Todo lo que es incomprensible no por eso deja de ser. El número infinito. Un espacio infinito, igual al finito.

—Increíble que Dios se una a nosotros. Esta consideración sólo se funda en el conocimiento de nuestra bajeza. Pero si es muy sincera, seguidla tan lejos como yo, y admitid que en efecto estamos tan abajo que por nosotros mismos somos incapaces de saber si la misericordia no puede hacernos capaces de Él. Porque me gustaría saber cómo ese animal que reconoce ser tan débil tiene derecho a medir la misericordia de Dios y de ponerle límites que le sugiere su antojo. Está tan lejos de saber lo que es Dios, que ni siquiera sabe lo que es él mismo; y turbado por la visión de su propio estado, se atreve a decir que Dios no le puede hacer capaz de comunicarse con Él.

Pero quisiera preguntarle qué le pide Dios, sino que le ame conociéndole; y por qué cree que Dios no puede hacerse cognoscible y amable para él, puesto que es naturalmente capaz de amor y de conocimiento. Está fuera de toda duda que al menos sabe que es y que ama algo. En consecuencia, si ve algo en medio de las tinieblas en que vive, y si descubre algún objeto de amor entre las cosas de la tierra, ¿por qué si Dios le descubre algún rayo de su esencia no va a ser capaz de conocerle y de amarle a la manera como a Él le plazca comunicarse con nosotros? Hay, pues, sin duda una presunción insoportable en ese tipo de razonamientos, aunque parezcan fundados en una aparente humildad que no es ni sincera ni razonable si no nos hace confesar que, al no saber por nosotros mismos quiénes somos, sólo podemos saberlo por Dios.

«No quiero que sometáis vuestra creencia a mí sin razón, ni aspiro a subyugaros con tiranía. Tampoco pretendo explicaros todas las cosas. Y para armonizar estas contradicciones, quiero haceros ver claramente, por medio de pruebas convincentes, señales divinas en mí que os convenzan de quién soy, demostrándolo por portentos y pruebas que no podáis negar; para que luego creáis las cosas que os enseño, cuando no tengáis ningún motivo para rechazarlas, salvo el que por vosotros mismos no podáis saber si son o no.

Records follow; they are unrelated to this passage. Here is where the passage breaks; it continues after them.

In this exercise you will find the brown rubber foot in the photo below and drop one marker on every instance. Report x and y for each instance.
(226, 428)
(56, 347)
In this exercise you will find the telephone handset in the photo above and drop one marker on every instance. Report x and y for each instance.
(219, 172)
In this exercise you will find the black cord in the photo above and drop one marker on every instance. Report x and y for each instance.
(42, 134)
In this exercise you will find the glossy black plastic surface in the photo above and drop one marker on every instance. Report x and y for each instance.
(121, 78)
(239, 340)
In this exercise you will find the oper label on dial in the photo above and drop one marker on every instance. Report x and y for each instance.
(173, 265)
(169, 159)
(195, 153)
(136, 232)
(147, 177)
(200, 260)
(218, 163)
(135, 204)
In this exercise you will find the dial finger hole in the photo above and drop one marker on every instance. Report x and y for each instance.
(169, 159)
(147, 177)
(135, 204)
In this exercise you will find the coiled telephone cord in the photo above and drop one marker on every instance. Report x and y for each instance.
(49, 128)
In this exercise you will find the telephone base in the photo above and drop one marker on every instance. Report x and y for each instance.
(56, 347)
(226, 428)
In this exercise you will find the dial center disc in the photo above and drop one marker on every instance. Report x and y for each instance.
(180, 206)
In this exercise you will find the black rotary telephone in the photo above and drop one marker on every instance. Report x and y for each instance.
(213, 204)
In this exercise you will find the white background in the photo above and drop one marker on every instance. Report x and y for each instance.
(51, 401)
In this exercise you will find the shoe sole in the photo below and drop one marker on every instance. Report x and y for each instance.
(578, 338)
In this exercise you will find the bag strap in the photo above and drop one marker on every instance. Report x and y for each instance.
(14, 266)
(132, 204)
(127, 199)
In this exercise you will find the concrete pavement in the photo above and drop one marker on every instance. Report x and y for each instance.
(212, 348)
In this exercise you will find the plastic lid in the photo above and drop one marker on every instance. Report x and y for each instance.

»Dios quiso redimir a los hombres y dar la salvación a los que le buscasen. Pero los hombres se hacen tan indignos de Él, que es justo que Dios niegue a algunos, a causa de su dureza, lo que concede a otros por una misericordia gratuita. De haber querido vencer la obstinación de los más empedernidos, lo hubiera logrado, descubriéndose tan manifiestamente a ellos que no les hubiera sido posible dudar de la verdad de su esencia, como aparecerá en el último día, con tal estruendo de rayos y tales trastornos en la naturaleza, que los muertos resucitarán y los más ciegos le verán.

»No es así como ha querido manifestarse en su advenimiento de dulzura; porque, como tantos hombres se hacen indignos de su clemencia, quiso dejarles en la privación del bien que rechazan. No era, pues, justo que apareciese de una manera manifiestamente divina, y absolutamente capaz de convencer a todos los hombres; pero tampoco era justo que se presentase de un modo tan escondido que no pudieran reconocerle aquellos que le buscasen con sinceridad. Quiso hacerse perfectamente cognoscible a éstos; y así, queriendo aparecer al descubierto ante los que le buscan con todo su corazón, y ocultándose a los que le huyen con todo su corazón, atempera su conocimiento, de tal modo que ha dado señales de sí visibles a los que le buscan, y no a los que no le buscan. Hay luz suficiente para los que sólo desean verle, y oscuridad suficiente para los que muestran una inclinación contraria.

El último problema. ¿Ha sido elevado el hombre al estado sobrenatural?

484. El hombre no es digno de Dios; pero no es incapaz de que le hagan digno de Él.

Es indigno de Dios unirse al hombre miserable; pero no es indigno de Dios sacarle de sus miserias.